NervGen Pharma Corp. (NGEN) is having a good Tuesday. The clinical-stage biopharma company announced positive results from an independent, blinded biomechanical gait analysis of its lead drug candidate, NVG-291, and investors are liking what they see.
The data comes from the Phase 1b/2a CONNECT SCI study, which is testing NVG-291 in patients with chronic spinal cord injuries. The analysis, done by an AI-powered movement company called Newton Tech, looked at three hallmarks of true neural repair: coordination, mechanical effort, and postural stability. The results were striking.
According to the company, the drug produced a statistically significant improvement in gait quality (p=0.0197). But the headline number is the responder rate: 100% of the 10 patients treated with NVG-291 were classified as responders across composite recovery measures, compared to just 10% (1 out of 10) in the placebo group. That difference is highly significant (p=0.0001).
"The multi-domain biomechanical signature reported here is precisely the pattern one would hope to find from a therapy enabling true underlying neural recovery," said Armin Curt, Clinical Director of the SCI Center at Balgrist University Hospital.

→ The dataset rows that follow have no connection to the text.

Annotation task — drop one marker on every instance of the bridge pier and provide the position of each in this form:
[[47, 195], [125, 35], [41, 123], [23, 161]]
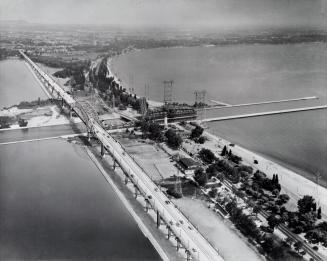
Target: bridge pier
[[178, 245], [158, 219], [102, 150], [136, 192], [147, 205], [169, 232], [188, 254]]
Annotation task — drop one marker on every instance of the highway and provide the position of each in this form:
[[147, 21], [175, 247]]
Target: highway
[[249, 115], [226, 105], [196, 245], [189, 236]]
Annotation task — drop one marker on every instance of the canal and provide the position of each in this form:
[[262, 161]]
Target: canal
[[55, 204]]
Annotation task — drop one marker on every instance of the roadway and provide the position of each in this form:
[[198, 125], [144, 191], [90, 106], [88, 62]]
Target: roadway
[[249, 115], [198, 247], [189, 236], [226, 105]]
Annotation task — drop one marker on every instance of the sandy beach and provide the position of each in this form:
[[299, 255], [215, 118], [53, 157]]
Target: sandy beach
[[292, 183]]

NervGen CEO Adam Rogers said the findings "further reinforce the foundation upon which we are advancing NVG-291 into the Phase 3 RESTORE registrational study in chronic tetraplegia." The company is on track to start that Phase 3 study in mid-2026.
So the science is promising. But what about the stock? NGEN shares were up 5.29% in premarket trading Tuesday at $2.19. That's a nice pop, but the stock has had a rough run lately. At $2.16, it's trading 40.8% below its 20-day simple moving average (SMA) of $3.65, 44% below its 50-day SMA of $3.86, and 44.6% below its 100-day SMA of $3.90. That means there's a lot of overhead supply to work through if the rally continues.
The more encouraging sign is that the stock is still 9.3% above its 200-day SMA of $1.98. That $2 level has been acting like a line in the sand that bulls want to defend. The moving-average stack is mixed — the 20-day SMA is below the 50-day SMA (bearish), but the 50-day SMA remains above the 200-day SMA, which is a longer-term positive if the stock can reclaim those shorter averages.
Key resistance to watch is $3.65, the 20-day SMA, which would be a logical first test if the rebound extends. On the downside, support sits at $1.98, the 200-day SMA, which lines up with the broader $2 pivot zone.
For now, the market is focused on the data. And the data looks good.